Employees are sorely lacking in technical equipment to keep up to date. The first steps towards resolving this issue by the leadership of the Reserve are already being taken, but so far they are not enough. For example, according to the UNDP small grant projects, which are implemented with the support of the Polessky Krai public organization, the Chernobyl Preserve received the long-awaited present – the DJI Mavic quadrocopter.
We can count on more effective environmental monitoring of the state of the flora and fauna of Chernobyl now. Mavic is equipped with a super modern camera that provides high quality aerial photography of the Exclusion Zone. It is one of the best quadrocopters today, and its value for use in impassable places is simply invaluable.

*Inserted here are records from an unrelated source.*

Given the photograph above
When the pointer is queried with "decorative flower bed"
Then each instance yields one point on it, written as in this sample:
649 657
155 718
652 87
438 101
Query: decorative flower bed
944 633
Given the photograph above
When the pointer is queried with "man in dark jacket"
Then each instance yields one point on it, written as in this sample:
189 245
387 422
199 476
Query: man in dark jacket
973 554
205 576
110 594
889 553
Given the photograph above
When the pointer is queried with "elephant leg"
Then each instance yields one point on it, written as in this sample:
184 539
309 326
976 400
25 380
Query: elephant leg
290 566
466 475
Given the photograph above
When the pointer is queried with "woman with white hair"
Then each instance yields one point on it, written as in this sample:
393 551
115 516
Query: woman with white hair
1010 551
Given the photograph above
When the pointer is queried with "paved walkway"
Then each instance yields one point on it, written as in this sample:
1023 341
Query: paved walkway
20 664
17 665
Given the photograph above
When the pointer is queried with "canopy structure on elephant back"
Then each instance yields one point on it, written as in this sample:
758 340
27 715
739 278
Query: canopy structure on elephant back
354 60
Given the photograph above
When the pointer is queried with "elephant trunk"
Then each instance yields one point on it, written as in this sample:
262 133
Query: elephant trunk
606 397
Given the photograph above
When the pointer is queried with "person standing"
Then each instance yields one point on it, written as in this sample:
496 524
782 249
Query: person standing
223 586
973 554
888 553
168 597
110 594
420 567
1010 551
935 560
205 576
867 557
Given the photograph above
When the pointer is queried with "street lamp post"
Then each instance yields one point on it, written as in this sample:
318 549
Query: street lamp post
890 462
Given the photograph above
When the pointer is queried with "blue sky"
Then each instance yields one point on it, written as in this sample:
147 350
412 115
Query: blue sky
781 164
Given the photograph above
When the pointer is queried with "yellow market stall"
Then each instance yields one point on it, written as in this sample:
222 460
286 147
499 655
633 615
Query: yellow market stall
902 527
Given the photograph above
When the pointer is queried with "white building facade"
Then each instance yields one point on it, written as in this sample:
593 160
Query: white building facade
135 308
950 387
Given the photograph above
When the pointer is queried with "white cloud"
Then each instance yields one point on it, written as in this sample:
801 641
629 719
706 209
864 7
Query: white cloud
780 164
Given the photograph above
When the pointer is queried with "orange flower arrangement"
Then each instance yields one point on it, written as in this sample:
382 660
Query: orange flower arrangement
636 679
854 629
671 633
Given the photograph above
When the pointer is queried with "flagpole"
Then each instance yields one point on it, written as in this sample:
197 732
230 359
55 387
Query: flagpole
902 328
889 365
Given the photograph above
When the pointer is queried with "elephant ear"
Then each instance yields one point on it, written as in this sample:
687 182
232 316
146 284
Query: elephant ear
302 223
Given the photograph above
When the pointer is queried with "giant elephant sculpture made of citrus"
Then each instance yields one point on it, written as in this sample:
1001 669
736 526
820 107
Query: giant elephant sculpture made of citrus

It is worth remembering that the Chernobyl territory and some parts of the Exclusion Zone still have quite contaminated places in terms of radiation. In addition, there are large and dangerous foci with a swampy structure, access to which is also extremely difficult. A person can’t get through in such places, but now you can fly with a quadrocopter.
The opportunity opens to see what was previously not accessible to the human eye. On the one hand, this increases the capabilities of station personnel, and on the other, it adds to the worries. But the worries are absolutely justified, of great value in the struggle for resuscitation of the entire territory of the Exclusion Zone. It is with the solution of such seemingly trivial issues that the struggle for the environmental safety of the Chernobyl NPP and the Chernobyl Exclusion Zone begins.